Los temas de los contenidos fueron convirtiéndose poco a poco en la razón de ser del programa, en lugar del club de amigos. Y yo me fui dando cuenta nuevamente de mi vida gris. Los recuerdos empezaron a emerger de mi inconsciente, los dolores se transformaban en guiones y las personas los escuchaban. Gracias a todos por escucharme.

Siempre habrá pasos de gente sola caminando por el mundo

De hecho, todos estamos solos, imaginando que vamos a vencer ese enorme vacío que sentimos. Y nos hacemos la ilusión de buscar a alguien que llene nuestras vidas, sin saber que lo que realmente anhelamos es a nosotros mismos. A nuestra totalidad. 
Viajamos todo el tiempo buscando, buscando. Esperando que a la vuelta de cada esquina se encuentre esa grata sorpresa que le pondrá fin a nuestro desamparo.
Y lo encontramos.

Pero solo por un tiempo. Las cosas evolucionan, los sentimientos evolucionan, las personas evolucionan. Nosotros, poco a poco, evolucionamos también. A nuestro ritmo. A nuestro propio ritmo. Enfrentando al mismo tiempo a los fantasmas escondidos en nuestra sombra, que a veces, sin querer queriendo, se salen a la luz y nos asustan.

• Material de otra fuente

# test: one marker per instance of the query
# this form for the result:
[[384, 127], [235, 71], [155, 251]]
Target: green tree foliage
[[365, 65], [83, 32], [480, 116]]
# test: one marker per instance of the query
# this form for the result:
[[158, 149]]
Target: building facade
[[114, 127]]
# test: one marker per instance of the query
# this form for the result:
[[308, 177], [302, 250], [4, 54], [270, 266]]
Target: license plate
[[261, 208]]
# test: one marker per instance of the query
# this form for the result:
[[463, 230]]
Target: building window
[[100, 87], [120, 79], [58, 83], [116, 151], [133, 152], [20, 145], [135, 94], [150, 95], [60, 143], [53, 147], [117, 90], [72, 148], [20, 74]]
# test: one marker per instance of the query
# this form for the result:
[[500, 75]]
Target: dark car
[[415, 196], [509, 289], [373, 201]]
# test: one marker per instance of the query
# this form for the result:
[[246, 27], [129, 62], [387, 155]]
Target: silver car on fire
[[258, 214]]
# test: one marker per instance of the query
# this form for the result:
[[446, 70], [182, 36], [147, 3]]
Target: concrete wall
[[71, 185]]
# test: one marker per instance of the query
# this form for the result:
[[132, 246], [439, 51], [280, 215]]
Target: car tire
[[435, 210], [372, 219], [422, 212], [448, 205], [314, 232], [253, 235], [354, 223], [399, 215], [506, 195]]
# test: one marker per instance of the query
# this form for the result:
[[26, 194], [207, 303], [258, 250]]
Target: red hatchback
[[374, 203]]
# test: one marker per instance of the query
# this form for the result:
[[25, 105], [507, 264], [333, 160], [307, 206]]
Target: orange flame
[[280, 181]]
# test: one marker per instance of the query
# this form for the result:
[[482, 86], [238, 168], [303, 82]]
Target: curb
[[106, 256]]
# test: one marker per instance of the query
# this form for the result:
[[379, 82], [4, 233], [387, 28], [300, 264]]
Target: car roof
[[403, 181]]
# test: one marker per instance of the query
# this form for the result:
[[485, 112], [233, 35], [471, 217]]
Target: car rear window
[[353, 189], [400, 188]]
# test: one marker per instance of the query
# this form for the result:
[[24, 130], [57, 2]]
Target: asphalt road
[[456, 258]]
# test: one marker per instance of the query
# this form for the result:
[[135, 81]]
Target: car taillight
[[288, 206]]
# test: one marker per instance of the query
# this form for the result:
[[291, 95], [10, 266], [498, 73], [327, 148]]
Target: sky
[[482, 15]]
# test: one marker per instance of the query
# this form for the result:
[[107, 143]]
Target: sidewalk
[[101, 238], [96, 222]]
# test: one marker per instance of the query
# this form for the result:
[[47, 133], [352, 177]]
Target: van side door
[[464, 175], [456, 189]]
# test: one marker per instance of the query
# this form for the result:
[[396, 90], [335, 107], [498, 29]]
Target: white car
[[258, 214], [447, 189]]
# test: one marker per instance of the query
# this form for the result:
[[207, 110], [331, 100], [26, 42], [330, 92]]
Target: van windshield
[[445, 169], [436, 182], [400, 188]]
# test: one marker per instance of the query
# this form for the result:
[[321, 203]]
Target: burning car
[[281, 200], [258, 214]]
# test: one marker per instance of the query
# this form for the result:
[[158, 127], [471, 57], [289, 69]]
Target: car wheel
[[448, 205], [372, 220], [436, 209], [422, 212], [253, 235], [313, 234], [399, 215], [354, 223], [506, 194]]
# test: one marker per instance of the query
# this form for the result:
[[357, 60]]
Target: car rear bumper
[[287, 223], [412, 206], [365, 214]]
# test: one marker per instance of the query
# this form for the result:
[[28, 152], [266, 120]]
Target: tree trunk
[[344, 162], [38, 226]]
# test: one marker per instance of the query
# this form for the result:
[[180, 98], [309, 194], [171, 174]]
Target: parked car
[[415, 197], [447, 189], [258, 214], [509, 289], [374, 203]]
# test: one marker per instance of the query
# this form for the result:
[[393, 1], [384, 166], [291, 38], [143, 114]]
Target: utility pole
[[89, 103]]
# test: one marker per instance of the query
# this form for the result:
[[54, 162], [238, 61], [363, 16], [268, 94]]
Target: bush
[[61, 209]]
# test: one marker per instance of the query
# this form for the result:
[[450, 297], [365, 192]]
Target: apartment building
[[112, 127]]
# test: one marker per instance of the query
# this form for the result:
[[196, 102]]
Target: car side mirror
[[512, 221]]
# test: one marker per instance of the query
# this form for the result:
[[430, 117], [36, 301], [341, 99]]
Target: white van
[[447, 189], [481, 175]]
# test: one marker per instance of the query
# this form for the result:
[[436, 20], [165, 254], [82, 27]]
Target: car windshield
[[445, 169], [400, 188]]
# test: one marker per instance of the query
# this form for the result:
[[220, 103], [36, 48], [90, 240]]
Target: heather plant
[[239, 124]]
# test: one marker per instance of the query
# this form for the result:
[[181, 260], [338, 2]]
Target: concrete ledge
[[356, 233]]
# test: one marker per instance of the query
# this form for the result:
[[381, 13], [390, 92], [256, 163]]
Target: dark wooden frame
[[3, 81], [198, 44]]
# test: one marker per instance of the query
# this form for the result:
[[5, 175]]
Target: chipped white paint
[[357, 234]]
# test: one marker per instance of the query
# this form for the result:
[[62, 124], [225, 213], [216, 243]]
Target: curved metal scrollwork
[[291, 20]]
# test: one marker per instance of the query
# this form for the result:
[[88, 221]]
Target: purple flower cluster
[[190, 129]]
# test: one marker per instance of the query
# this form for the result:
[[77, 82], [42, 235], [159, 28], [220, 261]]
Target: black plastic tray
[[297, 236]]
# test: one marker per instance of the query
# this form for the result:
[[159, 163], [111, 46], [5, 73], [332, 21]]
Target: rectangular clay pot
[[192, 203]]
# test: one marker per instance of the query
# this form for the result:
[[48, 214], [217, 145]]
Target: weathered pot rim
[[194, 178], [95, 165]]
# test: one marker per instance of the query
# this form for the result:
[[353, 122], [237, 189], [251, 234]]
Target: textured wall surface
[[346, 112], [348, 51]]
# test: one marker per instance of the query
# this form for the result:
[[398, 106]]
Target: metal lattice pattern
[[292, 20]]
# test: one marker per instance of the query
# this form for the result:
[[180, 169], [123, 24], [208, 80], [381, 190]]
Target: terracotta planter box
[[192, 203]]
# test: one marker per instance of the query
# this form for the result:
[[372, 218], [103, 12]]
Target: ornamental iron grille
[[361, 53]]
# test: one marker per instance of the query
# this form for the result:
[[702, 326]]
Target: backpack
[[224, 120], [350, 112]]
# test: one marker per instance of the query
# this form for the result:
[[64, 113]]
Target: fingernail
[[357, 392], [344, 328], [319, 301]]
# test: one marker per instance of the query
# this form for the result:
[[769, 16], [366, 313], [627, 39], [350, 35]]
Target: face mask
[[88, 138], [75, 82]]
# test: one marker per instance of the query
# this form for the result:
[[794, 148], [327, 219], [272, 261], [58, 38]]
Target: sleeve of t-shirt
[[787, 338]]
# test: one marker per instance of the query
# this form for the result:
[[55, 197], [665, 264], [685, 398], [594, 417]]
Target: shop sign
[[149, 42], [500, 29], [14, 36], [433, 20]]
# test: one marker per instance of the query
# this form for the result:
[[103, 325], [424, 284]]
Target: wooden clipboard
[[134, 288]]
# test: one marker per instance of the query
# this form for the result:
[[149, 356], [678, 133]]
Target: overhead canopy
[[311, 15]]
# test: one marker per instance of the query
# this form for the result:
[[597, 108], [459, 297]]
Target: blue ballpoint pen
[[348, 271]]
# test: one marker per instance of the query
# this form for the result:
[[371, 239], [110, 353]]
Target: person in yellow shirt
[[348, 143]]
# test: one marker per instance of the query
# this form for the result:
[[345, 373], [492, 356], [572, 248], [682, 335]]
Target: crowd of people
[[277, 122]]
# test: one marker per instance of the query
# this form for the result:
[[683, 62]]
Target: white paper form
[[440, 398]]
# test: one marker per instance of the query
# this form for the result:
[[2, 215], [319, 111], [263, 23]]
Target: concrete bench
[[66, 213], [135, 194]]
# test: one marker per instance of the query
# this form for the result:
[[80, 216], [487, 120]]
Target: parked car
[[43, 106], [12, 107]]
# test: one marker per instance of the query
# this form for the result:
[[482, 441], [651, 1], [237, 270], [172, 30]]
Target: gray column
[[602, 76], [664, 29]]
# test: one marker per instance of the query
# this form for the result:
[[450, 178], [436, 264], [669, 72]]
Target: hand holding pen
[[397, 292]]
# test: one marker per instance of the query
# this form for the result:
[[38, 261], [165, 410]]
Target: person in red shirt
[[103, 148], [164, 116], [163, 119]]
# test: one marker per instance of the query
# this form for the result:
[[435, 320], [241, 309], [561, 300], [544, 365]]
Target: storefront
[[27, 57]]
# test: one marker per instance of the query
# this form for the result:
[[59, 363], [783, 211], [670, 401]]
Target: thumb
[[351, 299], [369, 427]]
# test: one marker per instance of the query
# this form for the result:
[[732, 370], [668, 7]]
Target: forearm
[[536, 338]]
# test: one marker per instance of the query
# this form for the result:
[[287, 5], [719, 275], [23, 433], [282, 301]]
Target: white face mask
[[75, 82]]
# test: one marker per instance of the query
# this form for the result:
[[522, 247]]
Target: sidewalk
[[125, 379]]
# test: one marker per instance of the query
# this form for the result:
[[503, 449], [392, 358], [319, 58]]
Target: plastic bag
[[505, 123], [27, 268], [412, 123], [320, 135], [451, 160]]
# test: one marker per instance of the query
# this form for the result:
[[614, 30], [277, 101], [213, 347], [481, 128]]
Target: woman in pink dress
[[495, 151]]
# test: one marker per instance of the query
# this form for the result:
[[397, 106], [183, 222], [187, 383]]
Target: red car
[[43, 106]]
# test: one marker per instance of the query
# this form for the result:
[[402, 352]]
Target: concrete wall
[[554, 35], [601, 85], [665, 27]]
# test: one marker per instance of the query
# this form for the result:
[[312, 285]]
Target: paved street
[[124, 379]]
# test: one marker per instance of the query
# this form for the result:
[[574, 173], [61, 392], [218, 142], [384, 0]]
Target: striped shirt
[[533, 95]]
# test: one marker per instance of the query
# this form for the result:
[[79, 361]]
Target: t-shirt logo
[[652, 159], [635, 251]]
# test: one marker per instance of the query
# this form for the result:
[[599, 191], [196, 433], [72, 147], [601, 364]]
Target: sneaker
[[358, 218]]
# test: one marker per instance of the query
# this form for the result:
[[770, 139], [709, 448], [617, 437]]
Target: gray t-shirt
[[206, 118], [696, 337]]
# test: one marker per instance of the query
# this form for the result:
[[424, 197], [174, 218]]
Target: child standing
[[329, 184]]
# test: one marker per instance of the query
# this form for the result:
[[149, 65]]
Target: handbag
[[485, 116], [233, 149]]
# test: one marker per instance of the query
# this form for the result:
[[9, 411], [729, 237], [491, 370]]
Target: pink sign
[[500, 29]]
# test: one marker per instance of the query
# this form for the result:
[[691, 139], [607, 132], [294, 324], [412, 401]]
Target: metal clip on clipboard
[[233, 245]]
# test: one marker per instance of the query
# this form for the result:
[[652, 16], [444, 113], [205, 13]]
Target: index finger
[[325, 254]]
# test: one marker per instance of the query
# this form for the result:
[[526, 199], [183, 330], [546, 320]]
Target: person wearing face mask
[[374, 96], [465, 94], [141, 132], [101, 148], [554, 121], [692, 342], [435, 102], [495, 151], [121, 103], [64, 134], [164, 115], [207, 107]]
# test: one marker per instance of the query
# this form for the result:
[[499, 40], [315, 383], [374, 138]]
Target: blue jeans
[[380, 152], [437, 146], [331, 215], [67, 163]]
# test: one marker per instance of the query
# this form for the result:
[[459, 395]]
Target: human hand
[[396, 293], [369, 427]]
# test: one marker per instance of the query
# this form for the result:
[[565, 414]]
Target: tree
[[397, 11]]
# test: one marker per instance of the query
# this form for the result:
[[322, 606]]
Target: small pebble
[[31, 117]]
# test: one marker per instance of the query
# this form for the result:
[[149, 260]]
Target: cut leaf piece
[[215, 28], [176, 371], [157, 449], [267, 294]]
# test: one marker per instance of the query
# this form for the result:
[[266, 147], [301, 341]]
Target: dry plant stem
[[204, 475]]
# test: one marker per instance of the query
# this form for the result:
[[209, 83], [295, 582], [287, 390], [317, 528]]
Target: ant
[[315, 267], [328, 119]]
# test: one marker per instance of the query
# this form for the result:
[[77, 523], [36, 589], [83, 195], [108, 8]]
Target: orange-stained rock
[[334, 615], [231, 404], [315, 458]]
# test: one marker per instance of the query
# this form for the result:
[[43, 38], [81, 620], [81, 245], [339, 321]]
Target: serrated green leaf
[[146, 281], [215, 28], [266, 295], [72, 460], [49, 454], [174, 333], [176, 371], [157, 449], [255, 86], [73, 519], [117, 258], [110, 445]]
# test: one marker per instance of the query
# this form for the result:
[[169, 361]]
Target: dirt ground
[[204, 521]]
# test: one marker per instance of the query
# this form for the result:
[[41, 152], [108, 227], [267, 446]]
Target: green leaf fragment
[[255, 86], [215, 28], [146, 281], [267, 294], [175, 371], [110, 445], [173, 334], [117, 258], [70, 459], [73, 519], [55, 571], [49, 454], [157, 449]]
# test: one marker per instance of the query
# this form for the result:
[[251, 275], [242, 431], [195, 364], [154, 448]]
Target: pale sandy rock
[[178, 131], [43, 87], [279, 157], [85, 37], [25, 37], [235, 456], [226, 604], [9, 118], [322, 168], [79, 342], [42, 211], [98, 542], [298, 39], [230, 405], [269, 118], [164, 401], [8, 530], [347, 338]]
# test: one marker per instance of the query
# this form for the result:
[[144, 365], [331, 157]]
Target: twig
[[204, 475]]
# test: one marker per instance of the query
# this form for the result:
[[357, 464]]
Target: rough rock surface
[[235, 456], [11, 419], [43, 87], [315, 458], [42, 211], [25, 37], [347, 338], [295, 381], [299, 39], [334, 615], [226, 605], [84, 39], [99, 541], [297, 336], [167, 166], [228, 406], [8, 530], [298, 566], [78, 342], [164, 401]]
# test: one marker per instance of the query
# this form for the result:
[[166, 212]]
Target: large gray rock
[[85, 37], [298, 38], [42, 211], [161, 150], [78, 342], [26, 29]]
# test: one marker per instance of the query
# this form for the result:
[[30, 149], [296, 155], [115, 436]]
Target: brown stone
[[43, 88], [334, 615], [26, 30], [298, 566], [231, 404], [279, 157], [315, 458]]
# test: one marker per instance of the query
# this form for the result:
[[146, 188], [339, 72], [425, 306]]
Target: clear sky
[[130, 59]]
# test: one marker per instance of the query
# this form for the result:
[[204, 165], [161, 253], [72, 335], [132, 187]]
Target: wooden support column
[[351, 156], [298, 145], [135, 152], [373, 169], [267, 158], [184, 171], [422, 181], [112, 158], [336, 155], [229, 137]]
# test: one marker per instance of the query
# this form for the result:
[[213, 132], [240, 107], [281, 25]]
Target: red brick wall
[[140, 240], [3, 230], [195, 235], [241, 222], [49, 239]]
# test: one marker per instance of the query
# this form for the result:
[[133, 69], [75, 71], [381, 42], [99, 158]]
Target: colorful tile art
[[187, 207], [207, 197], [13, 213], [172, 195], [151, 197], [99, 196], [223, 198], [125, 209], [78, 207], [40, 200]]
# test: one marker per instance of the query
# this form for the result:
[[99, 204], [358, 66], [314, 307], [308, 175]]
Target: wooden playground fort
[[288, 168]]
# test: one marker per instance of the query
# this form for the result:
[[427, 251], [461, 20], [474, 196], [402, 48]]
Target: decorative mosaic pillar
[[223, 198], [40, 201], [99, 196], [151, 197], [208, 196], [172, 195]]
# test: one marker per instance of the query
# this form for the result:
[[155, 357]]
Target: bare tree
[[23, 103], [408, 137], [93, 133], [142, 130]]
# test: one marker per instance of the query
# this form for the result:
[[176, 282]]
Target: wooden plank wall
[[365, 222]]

En realidad toda la vida nos pasamos huyendo de ellos, pero cuando decidimos enfrentarlos, esos monstruos terribles que creíamos que eran, se disuelven hasta quedar en nada.  Terminamos aceptándolos como se acepta siempre a los compañeros de viaje.
Hoy, con este sitio, hago un alto para tomar un café con todos aquellos que también lo quieran, para hablar, para escuchar, para rendirle un homenaje a esta vida, que es un tira y encoge. Que nunca nos va a dar todo como lo queremos, como lo necesitamos. Porque las cosas de uno están conectadas con todos, por lo que lo que queremos siempre saldrá impregnado con lo que quieren los demás. Y qué queremos todos? A pesar de todas las diferencias, queremos vivir. Ser felices, aceptados…
 Adelante! ¿Qué esperamos? Vivamos la vida. Amemos la vida todos juntos!